Shapes provide both visual and kinesthetic features. What else might affect memory?


Color is a big one. But, there’s a lot of color out there. With the technological advances in the last 15 years, printing color is faster and cheaper than ever. However, using the appropriate colors for the right message and emotion can make a huge impact on memory.


Kinesthetic, or physical touch, helps with recognition and memory as mentioned above. It’s not just about shapes. There are other ways to enhance a kinesthetic experience. Choosing papers with textures that match the mood of the message and brand can reinforce the ability to recall. Adding other printable textures, like spot gloss or foil, that provide both a physical touch contrast as well as a visual contrast further improves the memory recall. In other words, variations in contrast of how the item feels as the holder runs her/his fingers over it produces an experience that the subconscious banks in the memory. Furthermore, the weight of paper chosen for printed items can reinforce recall. Paper weight can also influence value perception; heavier paper weight can create the perception of greater value.

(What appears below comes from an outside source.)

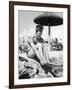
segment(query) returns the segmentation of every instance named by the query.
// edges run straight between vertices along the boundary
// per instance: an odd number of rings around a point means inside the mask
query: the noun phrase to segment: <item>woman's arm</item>
[[[30,44],[31,44],[31,47],[34,50],[35,54],[37,55],[37,57],[40,59],[40,63],[45,64],[45,60],[44,60],[44,57],[43,57],[43,54],[42,54],[42,49],[41,49],[40,45],[39,45],[39,47],[40,47],[39,50],[37,50],[37,48],[34,45],[32,39],[30,39]]]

Visual contrast doesn’t just apply to contrasting colors. As mentioned in the previous paragraph, contrast can come from a change in sheen–from a dull matte to a glossy shine. Even without changing the base color, adding a spot gloss to a dull paper creates a big visual impact–from the conscious to the subconscious. Foils also provide contrast while adding adding color and are an elegant way to quickly upscale a design.


Auditory cues are even present in printed pieces. Is that so hard to believe? Weight of a printed item like a business card or brochure when it lands on the table or in the hand. It can be very loud or almost imperceptible, but it’s there.


Kinetic features can also be added to printed items. Movement quickly grabs attention. It can become distracting from the message, so it has to be done in moderation by a professional. However, a little movement can go a long way in solidifying memory. Greeting cards with cutouts layered on top of one another can create subtle movement and the illusion of 3D.

Moderation is key with all of these. Know when, where, and how to apply these.

“In order for some elements in a design to stand out, other elements must fade into the background.” — Smashing Magazine’s Design Principles: Dominance, Focal Points And Hierarchy by Steven Bradley

Get all or as many of the senses involved as possible to maximize recall.

People make judgments wether they are conscious of them or not. Adding in as many layers of memory triggers as possible increase the likelihood and speed at which the recalls occurs. (Again, knowing when and with what intensity is key. All triggers can be included in a brand’s stash of materials but may not be present in one item.) All of this is important to those in business, but these tips can be applied anywhere. For those struggling with memory, adding these memory triggers to key tasks or in key locations can help.

Designers solve problems.

Design is where art and science intersect–a unique understanding of psychology and physiology related to color, texture, and shape. Don’t be afraid to ask your designer for a solution that may differ from the norm. Or, don’t run screaming if your designer suggests something out of the box.